Besoins en matière de suivi et de données
Une réponse efficace à l'acidification des océans exige une surveillance robuste et régionalisée de la chimie des carbonates, associée à des indicateurs écologiques. Les données nécessaires comprennent le pH à long terme, l'alcalinité totale, le carbone inorganique dissous, les états de saturation de l'aragonite et de la calcite, ainsi que la température. Des indicateurs biologiques tels que la survie larvaire, les taux de croissance des organismes calcifiants et la santé des coraux fournissent un contexte essentiel pour comprendre les conséquences écologiques des changements chimiques. L'intégration des observations satellitaires, des capteurs autonomes et des réseaux de surveillance traditionnels permet d'obtenir une vision globale des tendances de l'acidification et de leurs conséquences écologiques et socio-économiques.
La collaboration régionale et les plateformes de partage de données renforcent la capacité de comparer les impacts entre les différentes zones biogéographiques, d'identifier les zones de vulnérabilité critiques et d'adapter les stratégies d'adaptation aux contextes locaux spécifiques. L'investissement dans le renforcement des capacités, notamment dans les régions en développement, favorise un suivi continu et des décisions politiques plus éclairées.
Implications économiques et politiques
L’acidification des océans affecte les rendements de la pêche, la productivité de l’aquaculture, le tourisme et les services de protection côtière. Les régions fortement dépendantes des industries conchylicoles ou des écosystèmes coralliens sont particulièrement vulnérables aux risques économiques liés à l’acidification, qui peut réduire le recrutement des poissons ou endommager la structure des récifs. Les politiques mises en œuvre comprennent l’intégration de l’acidification des océans dans les plans d’adaptation au changement climatique, l’octroi d’une aide financière aux communautés touchées et le soutien à la recherche sur les technologies d’atténuation et d’adaptation. La coopération internationale et les mécanismes de financement peuvent accélérer l’action, notamment pour les régions aux ressources financières limitées mais fortement exposées.

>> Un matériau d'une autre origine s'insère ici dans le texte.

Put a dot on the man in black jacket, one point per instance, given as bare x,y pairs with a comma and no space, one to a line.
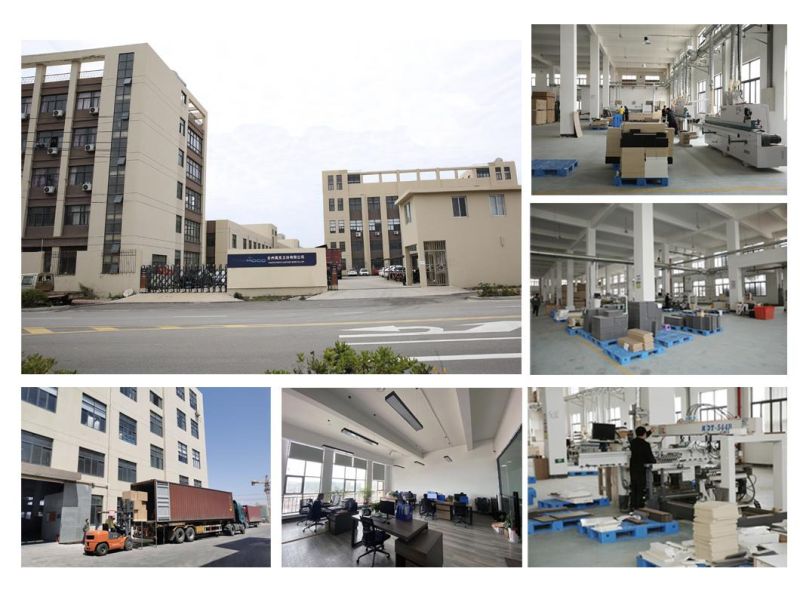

Les mesures politiques mises en œuvre aux niveaux national et local peuvent agir sur la qualité de l'eau, les émissions de carbone et les interfaces terre-mer afin de réduire les pressions cumulatives sur les écosystèmes marins. L'intégration des données scientifiques dans la gestion des pêches, la conception des aires protégées et le zonage côtier contribue à concilier les incitations économiques et la résilience écologique.